An Attempt at Paint-by-Numbers - Part 3
Posted on January 25th, 2025
In the previous parts of this series, we tried various techniques to simplify images and achieve a Paint-by-Numbers effect. We saw how morphological transformations didn’t work as hoped but discovered that connected components could effectively eliminate small, unwanted regions. With that done, we’re now focusing on the problem of “thin regions” that still linger in our image. By the end of this post, we’ll also dive into boundary detection and labeling to give our picture that classic Paint-by-Numbers look.
Removing Thin Regions
When it comes to removing thin regions, two initial ideas might spring to mind:
- Width-to-height ratio. A region is considered “thin” if its width is much larger than its height, or vice versa.
- Region area to bounding box area. A low ratio means the region occupies only a small fraction of its bounding box, suggesting a thin shape.
First, consider the ratio of width to height using a region’s bounding box. If the bounding-box width is much greater than its height (or vice versa), the region qualifies as “thin.” While this sounds promising, it’s often less effective in practice. Regions tend to be irregularly shaped or angled diagonally, and even a “straight line” might not align horizontally or vertically. As a result, this ratio alone ends up eliminating only a few problematic regions.
Next, we can compare a region’s pixel area to the area of its bounding box. A small ratio indicates that the region occupies only a fraction of its bounding box, marking it as “thin.” This works well for filtering out shapes like L-shaped regions. However, it struggles with complex, sparse forms or regions full of holes — such as leaves in a tree — where the total area is small but spread out in multiple clusters, which aren’t strictly thin.


Take a look at these two examples.

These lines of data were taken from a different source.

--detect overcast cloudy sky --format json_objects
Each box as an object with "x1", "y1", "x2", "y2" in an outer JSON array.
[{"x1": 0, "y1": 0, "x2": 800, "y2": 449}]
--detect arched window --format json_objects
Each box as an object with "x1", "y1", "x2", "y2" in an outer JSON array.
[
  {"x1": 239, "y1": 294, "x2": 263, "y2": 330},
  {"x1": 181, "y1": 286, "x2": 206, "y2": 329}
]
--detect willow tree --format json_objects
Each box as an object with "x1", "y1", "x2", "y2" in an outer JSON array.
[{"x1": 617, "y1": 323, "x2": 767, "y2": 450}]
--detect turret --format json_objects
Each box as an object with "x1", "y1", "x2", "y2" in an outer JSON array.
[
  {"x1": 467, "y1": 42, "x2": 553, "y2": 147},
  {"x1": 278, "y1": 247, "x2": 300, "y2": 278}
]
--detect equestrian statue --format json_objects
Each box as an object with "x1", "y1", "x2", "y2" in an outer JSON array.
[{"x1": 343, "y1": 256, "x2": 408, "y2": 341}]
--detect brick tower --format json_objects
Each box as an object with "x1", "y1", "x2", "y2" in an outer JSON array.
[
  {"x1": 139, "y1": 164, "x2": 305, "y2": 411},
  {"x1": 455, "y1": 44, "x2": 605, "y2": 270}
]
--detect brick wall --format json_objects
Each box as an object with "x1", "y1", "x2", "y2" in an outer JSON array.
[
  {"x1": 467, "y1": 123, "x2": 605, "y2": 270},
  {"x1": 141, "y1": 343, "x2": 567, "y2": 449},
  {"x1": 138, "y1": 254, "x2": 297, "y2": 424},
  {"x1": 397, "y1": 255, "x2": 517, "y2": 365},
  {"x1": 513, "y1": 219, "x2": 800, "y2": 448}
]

The region on the left is a “sparse region” from the trees, with a region-to-bounding-box area ratio of 26% — meaning 74% of its bounding box is effectively “background.” Meanwhile, the region on the right is extracted from the fence area, zoomed in, and only a few pixels wide, yet it has a 37% ratio. If we used a 30% threshold, for instance, we’d mistakenly remove the larger region on the left (which we want to keep) but fail to remove the smaller, thin region on the right. One could try combining multiple features — such as total area, width-to-height ratios, or shape descriptors — but the result often feels ad hoc and might only work for this specific image.
The logical approach when no single elegant solution emerges? Sometimes, you just brute force it.
Removing Thin Regions With Scans
When we slice the image horizontally into 1-pixel rows, each row becomes a series of colored segments with distinct lengths. If any segment is shorter than a given threshold, we replace it with the dominant color on its left or right — “dominant” here means the neighboring segment with the larger width. Let’s examine one such region as an example.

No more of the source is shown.